Juliette est mal dans sa peau, renfermée, s’exprimant peu. Elle a probablement subi des traumatismes physiques et psychologiques. Elle y fait allusion, sans réussir pour l’instant à les exprimer clairement. Un(e) bonne psychologue serait précieuse pour l’aider. Il n’y en a aucun(e) à Majunga.
Juliette voudrait faire des études supérieures, mais, consciente de son niveau et de son âge, elle parle aussi de travailler dans la couture.
Fidelia
Fille de 19 ans, scolarisée en 3ème. Moyenne de 6 sur 20. La logique voudrait qu’on lui dise de penser à travailler et d’arrêter ses études. Mais elle persiste et se montre persuasive dans sa volonté de poursuivre l’école. « J’aurai le brevet à la fin de l’année et je serai infirmière plus tard ».

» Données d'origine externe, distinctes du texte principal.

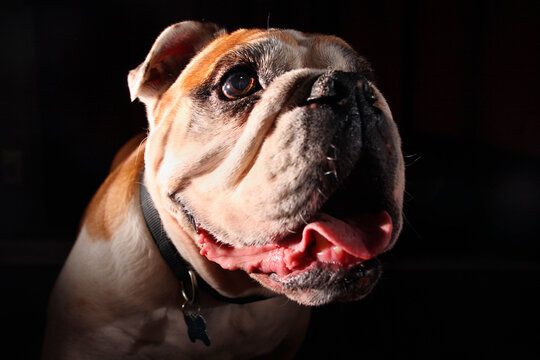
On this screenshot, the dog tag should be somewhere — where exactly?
[182,304,210,346]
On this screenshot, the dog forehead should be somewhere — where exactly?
[180,29,356,89]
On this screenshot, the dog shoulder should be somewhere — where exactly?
[81,135,145,240]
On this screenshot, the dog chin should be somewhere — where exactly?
[250,259,382,306]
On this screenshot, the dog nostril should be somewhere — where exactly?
[362,80,377,105]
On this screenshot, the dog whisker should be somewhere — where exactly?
[317,188,328,200]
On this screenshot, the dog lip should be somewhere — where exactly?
[199,212,392,278]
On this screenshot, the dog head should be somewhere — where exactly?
[128,22,404,305]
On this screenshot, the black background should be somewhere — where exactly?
[0,0,540,359]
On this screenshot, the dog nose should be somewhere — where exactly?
[306,71,377,105]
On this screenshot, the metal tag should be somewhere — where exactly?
[182,304,210,346]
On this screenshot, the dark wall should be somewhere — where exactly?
[0,0,540,358]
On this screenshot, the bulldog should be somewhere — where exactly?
[43,22,404,359]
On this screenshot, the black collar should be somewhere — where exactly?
[140,173,268,304]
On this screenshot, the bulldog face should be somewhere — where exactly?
[129,22,404,305]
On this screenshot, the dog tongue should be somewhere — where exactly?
[199,211,392,277]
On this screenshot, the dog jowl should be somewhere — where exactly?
[43,22,404,355]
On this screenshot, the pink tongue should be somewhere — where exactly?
[199,211,392,276]
[303,211,392,260]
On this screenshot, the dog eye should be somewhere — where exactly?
[221,70,259,100]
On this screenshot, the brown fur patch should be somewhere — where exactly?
[173,29,265,93]
[83,137,145,240]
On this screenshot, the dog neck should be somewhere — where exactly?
[139,172,269,304]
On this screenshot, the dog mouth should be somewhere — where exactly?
[197,211,393,283]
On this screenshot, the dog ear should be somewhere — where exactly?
[128,21,224,106]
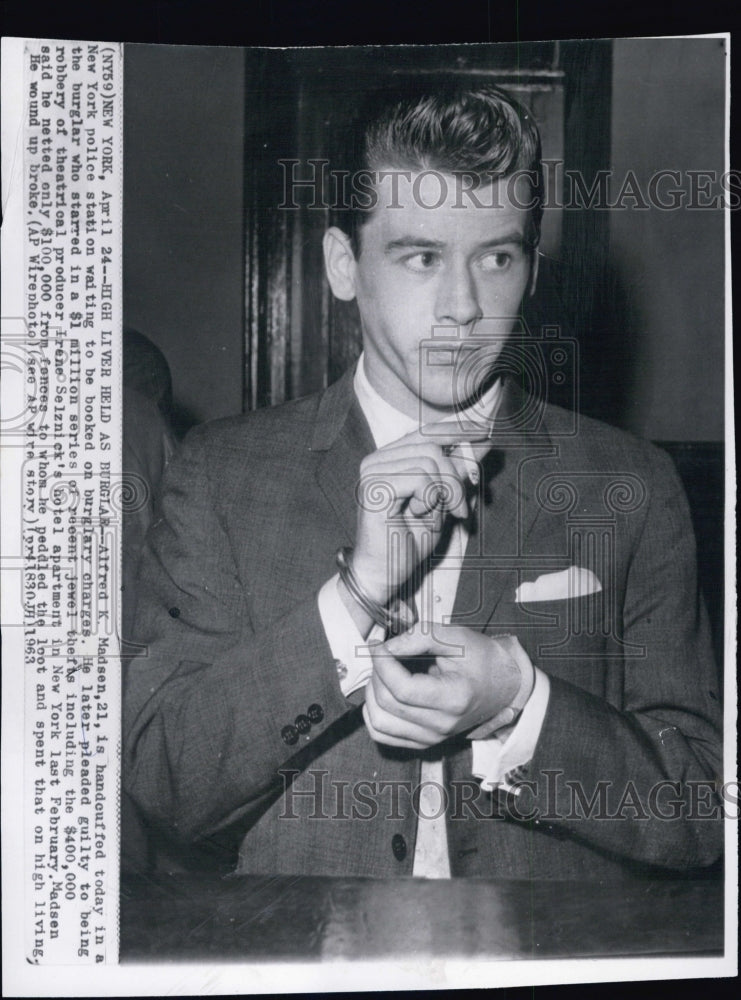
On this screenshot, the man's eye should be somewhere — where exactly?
[404,250,439,271]
[480,250,512,271]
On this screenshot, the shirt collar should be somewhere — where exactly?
[353,354,502,448]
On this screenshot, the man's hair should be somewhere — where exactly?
[339,79,543,257]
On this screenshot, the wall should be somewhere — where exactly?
[610,39,725,441]
[124,45,244,421]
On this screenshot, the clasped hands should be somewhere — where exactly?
[340,423,526,750]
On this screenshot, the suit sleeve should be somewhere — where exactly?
[518,451,723,868]
[123,429,351,842]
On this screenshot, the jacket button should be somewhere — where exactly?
[293,715,311,736]
[391,833,407,861]
[280,726,298,747]
[306,702,324,725]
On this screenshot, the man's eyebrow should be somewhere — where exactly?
[383,231,529,254]
[383,236,445,253]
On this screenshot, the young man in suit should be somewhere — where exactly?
[124,86,721,879]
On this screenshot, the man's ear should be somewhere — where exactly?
[322,226,355,302]
[527,247,540,296]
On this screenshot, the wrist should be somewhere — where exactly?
[467,636,535,740]
[352,552,398,607]
[337,548,417,636]
[337,578,375,639]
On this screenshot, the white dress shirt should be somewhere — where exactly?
[319,355,550,878]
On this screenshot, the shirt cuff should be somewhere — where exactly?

Elle vit dans un autre monde. Quoique … A Madagascar, il est possible de faire l’impasse sur le Bac pour entrer en formation d’infirmière, moyennant quelques « arrangements ».
Arivelo
Fille de 12 ans, en CE. Assez bonne élève (plus de 12 de moyenne). La famille (une maman et 5 enfants) vit dans une misère totale. La maman se prostitue. Il n’y a souvent rien à manger à la maison. Quelques voisins aident un peu la famille, ayant pitié des enfants.
Nous donnons un secours exceptionnel d’une valeur de 4 euros chaque quinzaine, en plus des 15 kilos de riz mensuels. La maison est totalement délabrée. Un conflit avec le grand-père bloque tout projet de réhabilitation de cette maison. Nous avons dû nous contenter de poser une bâche sur ce qui fait office de toit pour la saison des pluies.